Panie Piotrze

Panie Piotrze

Czy ja się zachwycałam modelem chińskim? No, proooszę Pana. :)

Między moim “zachwytem” nad eksportowym modelem gospodarki chińskiej a zachwytem ekonomistów z paczki globalistycznej jest wielka czarna dziura. Co najmniej taka, jak stąd do tamtąd.

Co, to Pan dalej pisze o kłopotach producentów, to są truizmy. I Pan mi takich rzeczy nie potrzebuje tłumaczyć. Zapewniam. :)

Chiny technologie mają. (W kosmos udali się wozem drabiniastym? Chyba nie.)
Sposób w jaki je zdobyli nie jest w tej chwili ważny. Jak czegoś będzie brakowało, to pozostałe państwa z BRIC pomogą. A jak nie pomogą, to się ukradnie. I co im Pan zrobi? :)

W czasach kryzysu/recesji/depresji na pierwszy plan wchodzą ponownie rzeczy podstawowe. Jakoś nie przypominam sobie, żeby do przełamania Wielkiej Depresji przyczyniły się jakieś wymyślone wtedy high-endowe technologie. Już prędzej gigantyczne roboty publiczne, na miarę tamy Hoovera. (To też był w sumie krzyk techniki. :)
Japonia jakoś przez lata nie mogła się wydobyć ze stagnacji gospodarczej mając te wszystkie patenty na gadżety.

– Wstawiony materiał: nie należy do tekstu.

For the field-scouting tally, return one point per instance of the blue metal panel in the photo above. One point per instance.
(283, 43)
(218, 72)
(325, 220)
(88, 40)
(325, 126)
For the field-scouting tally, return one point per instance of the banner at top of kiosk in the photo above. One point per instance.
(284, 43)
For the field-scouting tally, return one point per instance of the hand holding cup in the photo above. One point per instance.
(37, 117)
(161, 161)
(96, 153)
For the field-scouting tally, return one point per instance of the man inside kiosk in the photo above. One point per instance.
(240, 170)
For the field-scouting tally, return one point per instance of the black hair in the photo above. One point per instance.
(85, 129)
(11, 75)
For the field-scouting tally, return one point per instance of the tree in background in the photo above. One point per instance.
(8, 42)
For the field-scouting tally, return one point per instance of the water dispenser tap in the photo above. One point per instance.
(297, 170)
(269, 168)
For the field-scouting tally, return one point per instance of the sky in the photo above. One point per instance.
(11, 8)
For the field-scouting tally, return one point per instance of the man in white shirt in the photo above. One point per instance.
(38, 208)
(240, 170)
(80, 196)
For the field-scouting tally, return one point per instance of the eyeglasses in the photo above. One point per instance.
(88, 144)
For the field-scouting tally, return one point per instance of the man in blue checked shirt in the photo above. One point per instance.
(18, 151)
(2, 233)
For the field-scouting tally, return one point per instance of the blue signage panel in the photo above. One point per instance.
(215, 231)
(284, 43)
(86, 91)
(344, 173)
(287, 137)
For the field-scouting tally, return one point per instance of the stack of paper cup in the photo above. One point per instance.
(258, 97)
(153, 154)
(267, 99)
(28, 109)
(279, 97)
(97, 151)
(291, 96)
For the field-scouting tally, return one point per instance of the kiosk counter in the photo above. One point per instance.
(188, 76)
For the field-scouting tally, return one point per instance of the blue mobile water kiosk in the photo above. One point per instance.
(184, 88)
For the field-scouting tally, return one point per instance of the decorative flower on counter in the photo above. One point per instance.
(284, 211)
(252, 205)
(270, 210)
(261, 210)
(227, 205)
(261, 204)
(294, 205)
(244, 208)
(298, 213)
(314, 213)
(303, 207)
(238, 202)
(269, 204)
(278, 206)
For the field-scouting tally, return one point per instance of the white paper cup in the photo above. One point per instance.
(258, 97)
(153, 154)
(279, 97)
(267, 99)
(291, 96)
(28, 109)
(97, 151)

Innym wyjściem z przykrej ekonomicznej sytuacji jest wojna. Jaka by ona nie była. Nooo… ostatni przykład to chyba wojna z terroryzmem. :)

I jeszcze o nadwyżkach… Pan myśli, że po co Paulson do Chin na sygnale jechał? Po kwiaty? Nie, Panie Piotrze. Po to, żeby Chiny dały umoczyć część tych swoich nadwyżek w kolejną transzę “obligacji” amerykańskich i żeby broń boże juana nie dewaluowały.

Hi, hi.

Pozdrawiam serdecznie.

p.s. Zaglądam do Pana, bo spodobało mi się Pańskie pisanie. A co to za rozmowa, jak się ludzie we wszystkim zgadzają? No. :)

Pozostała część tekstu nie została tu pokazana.